Glastonbury thorn


 

An ancient, scrappy-looking tree sits on Vivian Street, welcoming visitors to Taranaki Cathedral. It is known as a Glastonbury Thorn, with thorns so dramatic that it’s no surprise that some think the tree descends from the crown of thorns Christ wore.  Reverend Henry Govett, one of St Mary’s first priests, must have considered the legends surrounding the tree when he collected a cutting from England and planted it outside St Mary’s Church. The tree is actually just a Common Hawthorn, but is traditionally linked with stories of the Holy Grail and the arrival of Christianity in Britain. 

According to legend, Joseph of Arimathea, the man who buried Christ, visited Glastonbury, England and thrust his staff into the ground, which took root overnight and grew into the Glastonbury thorn tree. Arthurian legends say Joseph of Arimathea was also the Holy Grail’s first keeper, the cup Christ used at the Last Supper, which some believed he buried beneath the Glastonbury Thorn.

When Rev. Govett planted our Glastonbury Thorn in 1859, he would not have imagined what the humble looking tree would mean for Taranaki Cathedral today. While the above story of Joseph of Arimathea is of mythic proportions, the myth points to the truth that the gospel of Christ made a home in the Indigenous European world, in the world of the Britons, the Celts and the Picts, well before the Anglo-Saxon arrived.

Our story of Christianity and colonisation in New Zealand is usually framed in terms of Māori versus Pākehā, or the Indigenous versus the Anglo-colonisers. Of course, there is a brutal truth in that, however, what can get lost in the noise is the whakapapa–the genealogy–of what it means to be of European descent. Many European New Zealanders are disconnected from their own indigenous roots in lands and tribes that hail back to the mysterious legends of the United Kingdom and Ireland.

While it sure is no Tōtara, Kauri or Oak, the Glastonbury Thorn, planted in our contested soil, speaks to us on a level more ancient than 1840s colonial history. Christianity predates Anglophonic colonisation, even in England. The pre-colonial tribes of ancient England received the story of Christ and amalgamated it into their narratives well before the Anglo-Saxon invasion.
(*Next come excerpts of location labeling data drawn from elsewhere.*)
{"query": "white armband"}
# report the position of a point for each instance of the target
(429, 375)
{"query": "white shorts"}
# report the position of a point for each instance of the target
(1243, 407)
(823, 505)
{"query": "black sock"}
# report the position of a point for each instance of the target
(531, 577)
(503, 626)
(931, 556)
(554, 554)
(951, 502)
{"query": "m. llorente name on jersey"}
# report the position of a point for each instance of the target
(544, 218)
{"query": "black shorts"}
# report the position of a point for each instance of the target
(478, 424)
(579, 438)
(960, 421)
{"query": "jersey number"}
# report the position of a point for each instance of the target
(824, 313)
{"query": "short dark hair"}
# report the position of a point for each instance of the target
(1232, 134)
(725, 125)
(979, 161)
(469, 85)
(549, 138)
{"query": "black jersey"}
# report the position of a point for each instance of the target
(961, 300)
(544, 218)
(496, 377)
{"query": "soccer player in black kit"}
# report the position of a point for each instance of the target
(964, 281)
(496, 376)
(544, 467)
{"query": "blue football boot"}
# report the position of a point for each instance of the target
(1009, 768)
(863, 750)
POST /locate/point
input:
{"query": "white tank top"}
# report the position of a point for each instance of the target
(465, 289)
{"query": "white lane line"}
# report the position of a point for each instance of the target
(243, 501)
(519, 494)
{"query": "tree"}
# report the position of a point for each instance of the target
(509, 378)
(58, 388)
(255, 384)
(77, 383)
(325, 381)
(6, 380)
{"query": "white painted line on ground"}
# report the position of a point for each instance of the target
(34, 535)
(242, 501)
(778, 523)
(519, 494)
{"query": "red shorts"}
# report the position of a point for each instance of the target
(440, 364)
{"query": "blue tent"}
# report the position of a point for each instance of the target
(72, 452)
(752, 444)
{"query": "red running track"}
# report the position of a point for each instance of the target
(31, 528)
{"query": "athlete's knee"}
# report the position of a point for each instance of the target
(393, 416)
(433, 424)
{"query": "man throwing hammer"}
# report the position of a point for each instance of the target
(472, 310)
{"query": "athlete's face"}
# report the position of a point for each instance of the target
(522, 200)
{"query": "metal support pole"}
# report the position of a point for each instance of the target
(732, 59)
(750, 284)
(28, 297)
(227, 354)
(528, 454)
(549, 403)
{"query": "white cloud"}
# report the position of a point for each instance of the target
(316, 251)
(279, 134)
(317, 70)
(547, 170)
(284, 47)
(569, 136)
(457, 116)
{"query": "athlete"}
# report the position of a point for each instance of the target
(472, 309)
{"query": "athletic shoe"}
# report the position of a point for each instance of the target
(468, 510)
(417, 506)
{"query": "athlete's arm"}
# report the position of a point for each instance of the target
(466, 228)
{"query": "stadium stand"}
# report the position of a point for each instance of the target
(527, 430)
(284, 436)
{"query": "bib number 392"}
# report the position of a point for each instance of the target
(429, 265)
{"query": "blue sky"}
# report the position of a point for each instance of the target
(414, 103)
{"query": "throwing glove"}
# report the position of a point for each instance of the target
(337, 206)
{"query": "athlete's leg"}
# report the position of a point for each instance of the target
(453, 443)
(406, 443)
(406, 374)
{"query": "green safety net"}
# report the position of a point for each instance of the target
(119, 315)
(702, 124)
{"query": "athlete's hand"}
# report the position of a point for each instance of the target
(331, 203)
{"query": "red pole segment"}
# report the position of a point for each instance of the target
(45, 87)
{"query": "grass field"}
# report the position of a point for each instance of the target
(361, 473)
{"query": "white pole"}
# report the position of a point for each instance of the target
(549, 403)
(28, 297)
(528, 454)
The work of Christ flourished in ancient pre-Western ways.

Our tree reminds us of this.  It reminds us that our history extends well before St Mary’s, the oldest stone church in Aotearoa. We are older than we think. This broad historical view reminds us how the Māori world received Christ through indigenous paradigms that made sense in the old world. Who knew a prickly tree could do that?